RÉPUBLIQUE FRANCAISE
AU NOM DU PEUPLE FRANCAIS

Vu la procédure suivante :

M. et Mme A...B...ont demandé au tribunal administratif de Nice de prononcer la décharge de la contribution sociale généralisée, du prélèvement social et de la contribution additionnelle à ce prélèvement auxquels ils ont été assujettis au titre de l'année 2006. Par un jugement n° 0800135 en date du 27 janvier 2011, ce tribunal a fait droit à leur demande.

Par un arrêt n° 11MA01656 du 25 novembre 2014, la cour administrative d'appel de Marseille, statuant sur l'appel du ministre du budget, des comptes publics, de la fonction publique et de la réforme de l'Etat, a annulé les articles 1er et 2 de ce jugement et a rétabli ces impositions à la charge de MmeD..., veuve de M.B....

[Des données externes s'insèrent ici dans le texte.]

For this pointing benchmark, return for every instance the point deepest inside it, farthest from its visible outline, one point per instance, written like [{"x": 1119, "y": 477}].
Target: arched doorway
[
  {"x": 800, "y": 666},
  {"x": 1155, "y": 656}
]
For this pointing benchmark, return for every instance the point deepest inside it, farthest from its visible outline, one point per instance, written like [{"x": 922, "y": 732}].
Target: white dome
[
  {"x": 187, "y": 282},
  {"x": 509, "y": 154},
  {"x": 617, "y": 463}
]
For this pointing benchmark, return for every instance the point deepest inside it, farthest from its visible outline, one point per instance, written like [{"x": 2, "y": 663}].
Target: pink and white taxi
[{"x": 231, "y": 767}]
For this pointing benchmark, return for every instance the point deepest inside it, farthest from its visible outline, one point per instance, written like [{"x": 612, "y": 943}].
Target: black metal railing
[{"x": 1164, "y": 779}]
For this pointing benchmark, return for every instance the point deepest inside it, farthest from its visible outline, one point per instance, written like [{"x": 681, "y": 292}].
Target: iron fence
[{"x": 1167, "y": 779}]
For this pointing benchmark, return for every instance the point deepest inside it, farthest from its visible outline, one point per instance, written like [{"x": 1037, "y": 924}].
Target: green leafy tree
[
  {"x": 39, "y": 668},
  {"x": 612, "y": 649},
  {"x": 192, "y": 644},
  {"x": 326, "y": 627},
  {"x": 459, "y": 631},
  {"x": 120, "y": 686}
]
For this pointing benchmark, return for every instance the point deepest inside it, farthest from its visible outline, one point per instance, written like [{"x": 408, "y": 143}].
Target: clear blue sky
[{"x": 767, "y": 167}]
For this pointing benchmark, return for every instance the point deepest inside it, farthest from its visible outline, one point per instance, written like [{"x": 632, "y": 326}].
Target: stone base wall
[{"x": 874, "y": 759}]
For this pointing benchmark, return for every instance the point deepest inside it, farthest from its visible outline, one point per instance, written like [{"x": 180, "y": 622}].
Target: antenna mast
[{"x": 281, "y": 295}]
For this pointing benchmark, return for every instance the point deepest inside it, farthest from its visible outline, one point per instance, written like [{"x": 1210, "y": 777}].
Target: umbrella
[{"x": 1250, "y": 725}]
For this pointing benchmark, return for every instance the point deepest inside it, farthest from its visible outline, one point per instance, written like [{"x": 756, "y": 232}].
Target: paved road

Par un pourvoi sommaire, un mémoire complémentaire et un nouveau mémoire, enregistrés les 23 mars et 11 juin 2015 et le 22 janvier 2016 au secrétariat du contentieux du Conseil d'Etat, Mme D... -B... demande au Conseil d'Etat :

1°) d'annuler cet arrêt ;

2°) réglant l'affaire au fond, de rejeter l'appel du ministre du budget, des comptes publics, de la fonction publique et de la réforme de l'Etat ;

3°) de mettre à la charge de l'Etat le versement de la somme de 3 500 euros au titre de l'article L. 761-1 du code de justice administrative.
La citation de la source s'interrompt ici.